Jumeirah Nanjing’s Executive Chef, Yeoh Chin Foong, started his culinary career at the tender age of 14 as a food runner at a local restaurant. He swiftly learnt from the passion and creativity of the chefs around him, and over time developed a reputation for his own innovative take on modern Chinese cooking.
His two-decade gastronomic journey has seen him step into kitchens in Dubai, Singapore, the Maldives and Taipei, where he honed his unique style of fusion cuisine, applying modern western cooking techniques to traditional Chinese dishes. We recently caught up with Chef Foong to talk about modern Chinese cuisine and the best places to eat in China’s expansive culinary capitals.
Yeoh Chin Foong and Chinese Cooking
“My mother was the biggest influence on my cooking style,” Foong says. “Her cooking is simple Nyonya style, but it tastes excellent.” Nyonya cooking combines Chinese ingredients with Malay and Indonesian cooking styles. Over the years, Foong has adapted his mother’s style by drawing in foreign elements. “During my time at the Burj Al Arab [where Foong was the first Asian Executive Chef within the Jumeirah group], I was combining Asian ingredients with modern, French cooking in a way that was completely different from the past.” His reputation in Dubai grew to such an extent that the Royal Family would frequently ask Foong to cater for them on their private island.
Foong is drawn to fusion cuisine as he searches out original and complementary flavours. “I adapt traditional Chinese cooking by being different without being confusing. I focus on modern presentation while keeping the authentic taste of Chinese cuisine.” To Foong, this modern take on classic Chinese cooking is typified by the traditional sweet & sour recipe, which he tweaks by adding the citrus tang of Japanese Yuzu sauce.

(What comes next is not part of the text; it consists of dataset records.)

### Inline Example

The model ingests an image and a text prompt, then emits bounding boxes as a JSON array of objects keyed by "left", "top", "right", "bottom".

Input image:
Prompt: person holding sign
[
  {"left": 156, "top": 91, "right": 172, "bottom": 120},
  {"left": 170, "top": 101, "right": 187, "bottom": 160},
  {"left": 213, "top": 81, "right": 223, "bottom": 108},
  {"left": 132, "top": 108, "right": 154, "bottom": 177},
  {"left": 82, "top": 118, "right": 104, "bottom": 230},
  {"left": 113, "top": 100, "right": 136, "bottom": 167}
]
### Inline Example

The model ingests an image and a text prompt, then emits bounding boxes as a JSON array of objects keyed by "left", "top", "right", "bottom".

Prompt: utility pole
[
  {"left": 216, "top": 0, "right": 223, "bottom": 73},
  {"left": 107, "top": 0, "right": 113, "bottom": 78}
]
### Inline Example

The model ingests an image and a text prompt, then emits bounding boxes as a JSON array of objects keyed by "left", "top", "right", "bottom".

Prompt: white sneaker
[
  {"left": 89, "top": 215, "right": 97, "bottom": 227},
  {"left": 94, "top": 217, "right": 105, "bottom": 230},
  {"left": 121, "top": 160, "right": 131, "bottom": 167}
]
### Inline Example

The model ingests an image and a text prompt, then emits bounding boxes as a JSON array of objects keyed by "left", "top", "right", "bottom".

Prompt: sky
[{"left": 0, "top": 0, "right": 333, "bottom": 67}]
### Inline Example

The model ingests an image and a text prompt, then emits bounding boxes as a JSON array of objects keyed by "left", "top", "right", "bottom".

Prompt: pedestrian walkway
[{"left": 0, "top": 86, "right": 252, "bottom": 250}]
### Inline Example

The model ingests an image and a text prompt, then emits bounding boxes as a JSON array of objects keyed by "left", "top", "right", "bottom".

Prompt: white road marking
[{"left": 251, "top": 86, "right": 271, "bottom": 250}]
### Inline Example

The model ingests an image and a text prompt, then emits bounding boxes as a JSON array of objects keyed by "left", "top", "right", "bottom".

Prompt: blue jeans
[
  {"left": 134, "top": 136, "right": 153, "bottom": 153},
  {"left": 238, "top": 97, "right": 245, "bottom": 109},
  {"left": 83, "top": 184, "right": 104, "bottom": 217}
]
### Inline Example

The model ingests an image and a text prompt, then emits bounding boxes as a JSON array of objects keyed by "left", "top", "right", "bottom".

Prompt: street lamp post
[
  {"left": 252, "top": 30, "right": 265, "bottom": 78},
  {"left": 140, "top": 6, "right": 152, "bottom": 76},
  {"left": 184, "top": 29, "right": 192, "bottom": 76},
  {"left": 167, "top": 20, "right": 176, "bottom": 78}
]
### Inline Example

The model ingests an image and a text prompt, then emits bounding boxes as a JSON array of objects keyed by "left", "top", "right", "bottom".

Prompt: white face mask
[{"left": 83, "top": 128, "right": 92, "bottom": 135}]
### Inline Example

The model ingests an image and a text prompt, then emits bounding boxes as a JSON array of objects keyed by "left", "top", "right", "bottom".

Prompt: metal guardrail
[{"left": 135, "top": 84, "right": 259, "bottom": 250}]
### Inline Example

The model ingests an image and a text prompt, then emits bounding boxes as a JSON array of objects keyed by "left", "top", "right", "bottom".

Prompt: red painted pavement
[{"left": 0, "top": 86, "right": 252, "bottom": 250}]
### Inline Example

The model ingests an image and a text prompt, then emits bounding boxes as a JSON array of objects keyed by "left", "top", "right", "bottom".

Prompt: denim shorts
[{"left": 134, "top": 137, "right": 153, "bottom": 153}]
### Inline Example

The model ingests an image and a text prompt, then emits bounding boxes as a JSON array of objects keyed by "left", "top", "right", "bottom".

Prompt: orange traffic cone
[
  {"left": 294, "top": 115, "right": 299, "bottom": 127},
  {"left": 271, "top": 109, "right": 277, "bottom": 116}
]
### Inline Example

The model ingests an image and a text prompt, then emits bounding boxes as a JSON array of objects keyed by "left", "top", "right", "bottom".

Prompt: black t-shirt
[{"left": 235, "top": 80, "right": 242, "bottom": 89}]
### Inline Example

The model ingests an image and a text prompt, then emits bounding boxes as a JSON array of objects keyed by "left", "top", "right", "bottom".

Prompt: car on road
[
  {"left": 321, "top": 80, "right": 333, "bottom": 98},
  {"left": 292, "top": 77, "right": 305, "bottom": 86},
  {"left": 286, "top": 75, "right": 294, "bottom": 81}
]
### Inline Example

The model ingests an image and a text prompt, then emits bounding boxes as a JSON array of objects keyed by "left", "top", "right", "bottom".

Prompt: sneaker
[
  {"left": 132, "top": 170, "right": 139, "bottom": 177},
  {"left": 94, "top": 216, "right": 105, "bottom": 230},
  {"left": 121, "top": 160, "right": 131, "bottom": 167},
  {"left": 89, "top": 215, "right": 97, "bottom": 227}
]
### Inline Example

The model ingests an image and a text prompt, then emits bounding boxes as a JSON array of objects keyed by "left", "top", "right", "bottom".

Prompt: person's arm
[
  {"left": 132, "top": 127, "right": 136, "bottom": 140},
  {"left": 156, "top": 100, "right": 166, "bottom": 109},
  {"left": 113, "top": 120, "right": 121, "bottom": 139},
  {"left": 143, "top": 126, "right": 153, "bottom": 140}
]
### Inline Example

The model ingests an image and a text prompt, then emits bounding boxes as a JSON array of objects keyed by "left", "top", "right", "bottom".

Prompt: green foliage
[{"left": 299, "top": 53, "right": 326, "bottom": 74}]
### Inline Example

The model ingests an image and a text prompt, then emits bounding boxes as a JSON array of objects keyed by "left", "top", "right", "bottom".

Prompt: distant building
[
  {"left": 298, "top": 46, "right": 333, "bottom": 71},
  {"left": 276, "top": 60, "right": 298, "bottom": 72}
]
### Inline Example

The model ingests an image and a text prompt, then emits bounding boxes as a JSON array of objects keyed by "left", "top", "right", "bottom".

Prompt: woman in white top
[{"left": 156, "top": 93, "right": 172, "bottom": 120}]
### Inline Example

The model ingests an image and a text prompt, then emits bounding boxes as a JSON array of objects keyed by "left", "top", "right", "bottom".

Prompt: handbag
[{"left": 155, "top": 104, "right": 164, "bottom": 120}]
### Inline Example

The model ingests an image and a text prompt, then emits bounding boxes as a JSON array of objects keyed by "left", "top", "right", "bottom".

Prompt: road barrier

Foong draws inspiration for his fusion cuisine from travel. “I like to explore different cultures, cuisines, and food products.” Foong loves to assemble flavour profiles, intertwining ingredients and techniques that people rarely expect to work. When it comes to creating a fusion dish, Foong tell us “there is no right or wrong; it’s only about whether it tastes nice or not.”
Modern Chinese Cuisine & Where to find it
Three of China’s most prominent culinary capitals are Nanjing, Shanghai, and Guangzhou, and each has its own style of cooking. “Nanjing cuisine has a unique style of presentation and it tastes delicate,” Foong explains, while “Shanghai typically tastes sweet.” Guangzhou cuisine, meanwhile, “focuses on the products used, and has a particularly sharp taste, especially the ‘Daily Soup’”, a slow-cooked broth.
In Nanjing, Foong recommends exploring the Hexi Jianye District, a short walk from Jumeirah Nanjing. Here, “many different types of cuisine make it a great gathering place for locals and visitors alike. In Shanghai, Foong suggests touring the Bund, right on the shores of the Huangpu river. “With many celebrity restaurants, it’s the most innovative area in terms of China’s food and beverage industry.” The Bund is within easy reach of Jumeirah Himalayas.
“Guangzhou,” Foong explains, “has a very strong food culture, especially when it comes to Cantonese cuisine, which is famous all around the world.” Here, amidst so much choice, Foong recommends New Pearl City. “The best Cantonese cuisine is located at New Pearl City, which is also very close to Guangzhou landmark, Canton Tower.” New Pearl City is within walking distance of Jumeirah Living Guangzhou.